Call in the cleaners

The Great Truckee Meadows Community Cleanup

Maia Dickerson crouches by an illegal dumpingsite in Sun Valley.

Maia Dickerson crouches by an illegal dumpingsite in Sun Valley.

Photo by KAT KERLIN

The Great Truckee Meadows Community Cleanup is May 9, 8:30 a.m. to noon. For more information and to sign up to volunteer, contact Keep Truckee Meadows Beautiful at 851-5185, or visit ktmb.org.

Amid the red earth, the green sage and the expansive skyline is a couch. A busted, ripped apart couch, unsuitable even to watch a sunset. Nearby, someone has left the remains of a garden project—sod, empty Miracle-Gro bags, plant containers. This is the small stuff. Drive deeper into these back roads of public land in Sun Valley to find mattresses, junked cars and tires.

“It’s not like cigarette butts and things like that,” says Maia Dickerson, program director with Keep Truckee Meadows Beautiful, which is coordinating the Great Truckee Meadows Community Cleanup on Saturday, May 9. “It’s more substantial than that.”
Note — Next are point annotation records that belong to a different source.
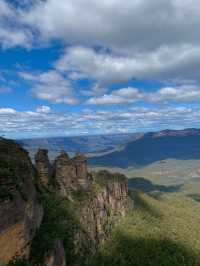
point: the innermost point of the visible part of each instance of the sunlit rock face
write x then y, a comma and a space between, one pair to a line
20, 211
70, 174
43, 166
57, 256
103, 210
86, 206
Abandoned junk is hardly limited to Sun Valley. Cleanup volunteers can choose from 10 local sites the event is targeting. KTMB still needs volunteers of all ages to participate in the 8:30 a.m. to noon event, with lunch served afterward. Past years have typically attracted about 500 volunteers. Roughly 100 people were signed up at press time.

Last year, volunteers cleaned up 116 tons of trash, which was slightly down from the previous year, when 144 tons were collected. Providing some indication of a rise in illegal dumping are reports from the district health department of a 50 percent increase in illegal dumping complaints this January through March compared to the same time period last year. The good news is the Litter Index, compiled annually by KTMB, shows that once trash is cleared from these sites, it doesn’t tend to return in significant amounts. Trash breeds trash, and the reverse is true, too, says Dickerson.

Some people don’t tend to think of yard waste as trash, but dumping sod, branches and other bio-waste is a fire hazard. These dump sites are littered with dry, rusty brown, abandoned Christmas trees, a scene particularly irksome to Dickerson, given that KTMB holds a free Christmas tree recycling event every year.

One obvious reason people dump illegally is because they don’t want to pay the fees for proper disposal. Lockwood Landfill just wrapped up its annual Free Dump Week on April 29. However, there are commonly abandoned things that Waste Management, Lockwood Landfill or the transfer stations take for free each year per household: one residential refrigerator; one mattress or sofa; de-lidded and dried out house paint; white metals, such as washers and dryers; one computer monitor or television; Recycle America takes products made by Sony, LG, Zenith and Goldstar for free; two car batteries; 10 quarts of used, uncontaminated motor oil and up to three gallons of antifreeze per residential customer. New2u Computers also recycles a variety of electronic waste at its warehouse in Sparks.

Some of the waste comes from businesses that hire someone to take their trash to the landfill but who, instead, pocket the money and dump it on public lands. “Make sure the people contracted to move your stuff are actually doing that,” says Dickerson.

To report an illegal dump site, call 329-DUMP (3867). If you witness illegal dumping as it’s happening, call 324-COPS (2677). Don’t approach the dumper or remove items from the dump site, but take pictures of the vehicle and get the license plate number, color and description of the vehicle.